Koordinator Penyuluh Bahasa Bali Provinsi Bali I Wayan Suarmaja mengatakan, penyuluh bahasa Bali rutin mendampingi masyarakat melestarikan dan mengembangkan bahasa Bali. Penyuluh bahasa Bali juga membentuk kelompok belajar bahasa Bali yang bertujuan mengajarkan bahasa Bali kepada anak-anak. Jumlah anggota kelompok belajar bahasa Bali itu, menurut Suarmaja, sudah mencapai 87.966 anak.
Selain itu, penyuluh bahasa Bali juga mengumpulkan, mengidentifikasi, dan mendokumentasikan naskah lontar yang dimiliki masyarakat sebagai upaya konservasi, menjaga kekayaan budaya, dan melindungi kekayaan intelektual di daerah. Dalam kurun waktu tiga tahun terakhir, sebanyak 25.707 judul lontar dikumpulkan dan didokumentasikan.
Upaya lain adalah pendokumentasian naskah cerita rakyat dan pembuatan profil pegiat seni pedalangan di daerah. Tercatat sebanyak 171 judul cerita rakyat daerah di masyarakat atau satua, sudah dikumpulkan penyuluh bahasa Bali untuk disusun dan juga diterjemahkan ke bahasa Indonesia.
“Mengumpulkan dan mendokumentasikan kekayaan budaya dalam bentuk naskah lontar maupun cerita rakyat masih dikerjakan penyuluh bahasa Bali,” kata Suarmaja.
Mengumpulkan dan mendokumentasikan kekayaan budaya dalam bentuk naskah lontar maupun cerita rakyat masih dikerjakan penyuluh bahasa Bali.(I Wayan Suarmaja)
Gubernur Bali Wayan Koster melalui sambutannya yang dibacakan Kepala Dinas Kebudayaan Provinsi Bali I Wayan Adnyana menyatakan, keberadaan penyuluh bahasa Bali mendukung kebijakan pemerintah sesuai visi Nangun Sat Kerthi Loka Bali menuju kehidupan masyarakat Bali yang sejahtera.

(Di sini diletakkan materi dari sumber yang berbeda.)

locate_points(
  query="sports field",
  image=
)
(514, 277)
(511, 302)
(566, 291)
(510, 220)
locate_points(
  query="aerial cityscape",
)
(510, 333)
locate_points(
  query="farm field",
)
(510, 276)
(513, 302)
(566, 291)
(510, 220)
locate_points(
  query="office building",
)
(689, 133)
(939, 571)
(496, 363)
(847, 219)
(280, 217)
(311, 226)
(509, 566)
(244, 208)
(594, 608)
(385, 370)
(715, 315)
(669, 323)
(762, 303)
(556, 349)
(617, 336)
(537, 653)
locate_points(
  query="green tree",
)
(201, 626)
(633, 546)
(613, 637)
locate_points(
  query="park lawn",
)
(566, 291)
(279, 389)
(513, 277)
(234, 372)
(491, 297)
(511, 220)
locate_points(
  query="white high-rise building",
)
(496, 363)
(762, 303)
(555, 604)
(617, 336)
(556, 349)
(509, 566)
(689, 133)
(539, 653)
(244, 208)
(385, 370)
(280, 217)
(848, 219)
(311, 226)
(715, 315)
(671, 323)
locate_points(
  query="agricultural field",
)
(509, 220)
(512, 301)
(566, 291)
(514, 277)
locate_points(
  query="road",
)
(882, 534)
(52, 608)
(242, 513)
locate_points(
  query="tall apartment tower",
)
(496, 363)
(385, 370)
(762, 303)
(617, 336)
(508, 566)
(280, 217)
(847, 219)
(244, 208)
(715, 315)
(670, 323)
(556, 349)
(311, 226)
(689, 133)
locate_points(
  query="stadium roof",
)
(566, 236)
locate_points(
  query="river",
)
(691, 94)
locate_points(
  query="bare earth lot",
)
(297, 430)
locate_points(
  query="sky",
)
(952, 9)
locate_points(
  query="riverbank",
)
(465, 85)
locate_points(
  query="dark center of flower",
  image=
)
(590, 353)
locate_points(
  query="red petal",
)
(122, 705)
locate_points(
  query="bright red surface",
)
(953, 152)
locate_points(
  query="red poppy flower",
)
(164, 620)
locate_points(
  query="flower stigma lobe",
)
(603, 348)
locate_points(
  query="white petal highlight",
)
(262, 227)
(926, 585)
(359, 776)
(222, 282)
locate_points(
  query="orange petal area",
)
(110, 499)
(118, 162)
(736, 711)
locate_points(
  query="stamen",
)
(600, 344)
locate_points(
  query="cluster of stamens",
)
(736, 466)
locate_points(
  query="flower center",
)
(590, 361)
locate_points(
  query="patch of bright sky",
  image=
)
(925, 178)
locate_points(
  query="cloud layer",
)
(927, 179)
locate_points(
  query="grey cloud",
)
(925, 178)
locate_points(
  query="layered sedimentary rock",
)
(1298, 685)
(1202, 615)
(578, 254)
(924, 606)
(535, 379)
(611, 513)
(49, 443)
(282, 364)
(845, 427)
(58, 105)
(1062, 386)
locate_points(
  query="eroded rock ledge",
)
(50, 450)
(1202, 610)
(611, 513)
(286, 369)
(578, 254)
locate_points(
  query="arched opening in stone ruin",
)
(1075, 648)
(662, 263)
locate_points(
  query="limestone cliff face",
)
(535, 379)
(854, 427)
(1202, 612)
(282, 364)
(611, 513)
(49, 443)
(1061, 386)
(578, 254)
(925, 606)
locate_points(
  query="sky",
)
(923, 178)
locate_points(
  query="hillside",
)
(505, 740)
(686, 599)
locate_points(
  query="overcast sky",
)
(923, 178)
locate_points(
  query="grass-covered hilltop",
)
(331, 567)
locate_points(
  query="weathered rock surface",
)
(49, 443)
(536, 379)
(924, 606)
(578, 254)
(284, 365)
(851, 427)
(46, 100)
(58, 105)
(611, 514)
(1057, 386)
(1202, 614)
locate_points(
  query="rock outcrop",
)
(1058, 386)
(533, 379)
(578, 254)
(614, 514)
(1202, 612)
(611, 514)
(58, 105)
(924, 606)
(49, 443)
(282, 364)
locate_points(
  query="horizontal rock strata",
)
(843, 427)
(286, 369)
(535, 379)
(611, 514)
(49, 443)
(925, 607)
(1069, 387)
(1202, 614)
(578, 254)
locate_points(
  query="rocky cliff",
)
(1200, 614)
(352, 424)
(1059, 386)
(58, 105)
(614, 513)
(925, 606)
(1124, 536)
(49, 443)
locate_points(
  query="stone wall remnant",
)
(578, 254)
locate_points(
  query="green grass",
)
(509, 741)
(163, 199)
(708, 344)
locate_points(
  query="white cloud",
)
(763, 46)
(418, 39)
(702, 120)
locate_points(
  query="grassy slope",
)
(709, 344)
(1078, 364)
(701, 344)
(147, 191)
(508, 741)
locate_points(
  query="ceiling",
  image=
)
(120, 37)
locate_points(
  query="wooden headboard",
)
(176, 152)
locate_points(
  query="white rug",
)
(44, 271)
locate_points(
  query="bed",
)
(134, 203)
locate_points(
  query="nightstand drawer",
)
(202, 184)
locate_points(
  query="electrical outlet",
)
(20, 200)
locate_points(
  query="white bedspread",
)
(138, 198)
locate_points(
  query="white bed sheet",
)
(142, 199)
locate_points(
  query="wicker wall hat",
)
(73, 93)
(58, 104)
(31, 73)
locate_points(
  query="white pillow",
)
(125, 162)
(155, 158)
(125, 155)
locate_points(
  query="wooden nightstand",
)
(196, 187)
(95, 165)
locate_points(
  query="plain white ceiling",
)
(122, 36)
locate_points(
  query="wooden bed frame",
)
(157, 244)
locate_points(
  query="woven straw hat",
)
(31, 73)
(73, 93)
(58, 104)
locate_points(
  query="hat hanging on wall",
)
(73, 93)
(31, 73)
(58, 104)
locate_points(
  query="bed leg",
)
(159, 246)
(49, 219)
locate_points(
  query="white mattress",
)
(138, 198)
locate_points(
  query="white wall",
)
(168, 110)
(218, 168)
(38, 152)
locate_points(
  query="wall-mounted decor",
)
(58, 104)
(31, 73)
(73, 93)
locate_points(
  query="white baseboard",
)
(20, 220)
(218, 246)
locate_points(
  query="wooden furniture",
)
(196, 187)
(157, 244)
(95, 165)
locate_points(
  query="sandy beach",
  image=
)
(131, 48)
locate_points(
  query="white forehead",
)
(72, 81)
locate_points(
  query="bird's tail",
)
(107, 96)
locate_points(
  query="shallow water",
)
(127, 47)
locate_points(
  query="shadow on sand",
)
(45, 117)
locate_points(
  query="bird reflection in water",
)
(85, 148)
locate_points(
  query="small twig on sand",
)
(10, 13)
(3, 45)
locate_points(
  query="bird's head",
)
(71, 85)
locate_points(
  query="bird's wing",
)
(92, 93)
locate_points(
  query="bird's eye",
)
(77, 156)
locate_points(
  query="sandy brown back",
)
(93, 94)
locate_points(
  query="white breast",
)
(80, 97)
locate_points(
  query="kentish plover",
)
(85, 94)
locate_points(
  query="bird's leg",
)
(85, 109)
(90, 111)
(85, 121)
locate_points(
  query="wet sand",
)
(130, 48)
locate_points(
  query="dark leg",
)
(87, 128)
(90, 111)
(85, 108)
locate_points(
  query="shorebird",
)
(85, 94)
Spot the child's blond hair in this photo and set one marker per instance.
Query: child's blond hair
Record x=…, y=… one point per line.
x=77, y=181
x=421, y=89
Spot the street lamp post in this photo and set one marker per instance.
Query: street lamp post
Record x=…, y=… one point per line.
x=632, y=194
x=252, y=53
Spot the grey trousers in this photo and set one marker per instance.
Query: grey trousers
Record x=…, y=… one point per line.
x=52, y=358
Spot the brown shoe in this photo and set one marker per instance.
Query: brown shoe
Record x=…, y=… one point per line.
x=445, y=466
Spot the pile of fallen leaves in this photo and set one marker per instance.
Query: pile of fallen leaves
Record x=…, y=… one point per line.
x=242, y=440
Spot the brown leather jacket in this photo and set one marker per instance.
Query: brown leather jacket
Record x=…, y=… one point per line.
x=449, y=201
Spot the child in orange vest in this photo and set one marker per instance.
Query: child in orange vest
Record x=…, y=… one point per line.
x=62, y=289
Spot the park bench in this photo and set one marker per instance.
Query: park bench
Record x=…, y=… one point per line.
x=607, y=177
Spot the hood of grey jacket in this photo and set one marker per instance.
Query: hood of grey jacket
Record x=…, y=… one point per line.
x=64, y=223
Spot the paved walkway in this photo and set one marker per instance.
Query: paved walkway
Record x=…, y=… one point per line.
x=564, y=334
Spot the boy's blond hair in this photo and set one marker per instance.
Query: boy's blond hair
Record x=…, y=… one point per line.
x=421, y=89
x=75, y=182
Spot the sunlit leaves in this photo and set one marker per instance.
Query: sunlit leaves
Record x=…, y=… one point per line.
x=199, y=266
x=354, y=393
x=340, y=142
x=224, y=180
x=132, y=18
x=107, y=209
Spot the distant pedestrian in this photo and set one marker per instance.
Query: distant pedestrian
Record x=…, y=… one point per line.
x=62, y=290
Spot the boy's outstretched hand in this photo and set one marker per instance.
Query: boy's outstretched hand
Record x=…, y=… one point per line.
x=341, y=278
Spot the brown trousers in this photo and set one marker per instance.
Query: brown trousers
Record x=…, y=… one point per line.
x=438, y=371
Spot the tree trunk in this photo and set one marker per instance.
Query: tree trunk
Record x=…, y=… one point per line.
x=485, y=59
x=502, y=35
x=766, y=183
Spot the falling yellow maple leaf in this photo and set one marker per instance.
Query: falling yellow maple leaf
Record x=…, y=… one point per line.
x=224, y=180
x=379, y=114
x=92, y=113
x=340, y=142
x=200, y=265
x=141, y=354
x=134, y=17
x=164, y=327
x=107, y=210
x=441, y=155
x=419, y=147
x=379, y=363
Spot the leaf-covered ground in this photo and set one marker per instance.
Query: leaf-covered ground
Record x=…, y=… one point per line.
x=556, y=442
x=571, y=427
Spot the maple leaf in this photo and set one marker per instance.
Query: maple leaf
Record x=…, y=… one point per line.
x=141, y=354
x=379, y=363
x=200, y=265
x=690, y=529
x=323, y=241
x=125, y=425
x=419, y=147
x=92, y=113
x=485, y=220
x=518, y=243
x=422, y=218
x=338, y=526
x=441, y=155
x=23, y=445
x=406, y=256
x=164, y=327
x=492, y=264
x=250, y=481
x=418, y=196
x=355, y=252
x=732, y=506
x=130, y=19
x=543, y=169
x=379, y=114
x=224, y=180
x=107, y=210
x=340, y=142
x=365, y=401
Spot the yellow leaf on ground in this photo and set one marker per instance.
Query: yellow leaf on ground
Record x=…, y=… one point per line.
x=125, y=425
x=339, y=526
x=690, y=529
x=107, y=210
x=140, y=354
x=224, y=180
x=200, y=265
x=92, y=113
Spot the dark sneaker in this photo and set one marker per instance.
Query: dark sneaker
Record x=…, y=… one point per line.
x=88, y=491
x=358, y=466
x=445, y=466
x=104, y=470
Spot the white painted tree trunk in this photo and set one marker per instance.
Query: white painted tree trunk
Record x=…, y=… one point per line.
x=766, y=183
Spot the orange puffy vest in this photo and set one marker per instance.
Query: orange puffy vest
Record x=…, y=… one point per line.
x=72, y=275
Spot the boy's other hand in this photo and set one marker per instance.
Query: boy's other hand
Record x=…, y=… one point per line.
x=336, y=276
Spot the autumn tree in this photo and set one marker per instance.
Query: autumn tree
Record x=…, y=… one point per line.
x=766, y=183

Adnyana juga menyampaikan, Bali sudah memiliki sejumlah perda yang berkaitan pelindungan dan pemajuan kebudayaan, di antaranya, Perda Bali No 4/2018 tentang Bahasa, Aksara, dan Sastra Bali yang ditindaklanjuti dengan Pergub Bali No 80/2018 tentang Pelindungan dan Penggunaan Bahasa, Aksara, dan Sastra Bali. Selain itu terdapat pula Perda Bali No 4/2019 tentang Desa Adat di Bali.
“Penyuluh bahasa Bali juga berperan besar dalam mewujudkan sumber daya manusia Bali yang unggul di desa-desa adat di Bali,” kata Kun Adnyana.
Ketua Tim Penggerak Pemberdayaan Kesejahteraan Keluarga (PKK) Provinsi Bali, Ni Putu Putri Suastini Koster mengatakan, kesadaran dan kebanggaan berbahasa Bali harus ditumbuhkan sejak usia dini dan dimulai dari keluarga. Suastini meminta kecintaan berbahasa Bali juga ditumbuhkan di kalangan masyarakat perkotaan di Bali. Dalam kesempatan itu, Suastini mengisi acara evaluasi akhir tahun penyuluh bahasa Bali itu dengan membaca puisi berbahasa Bali berjudul “Bali” karya Ngurah Yudha Panik.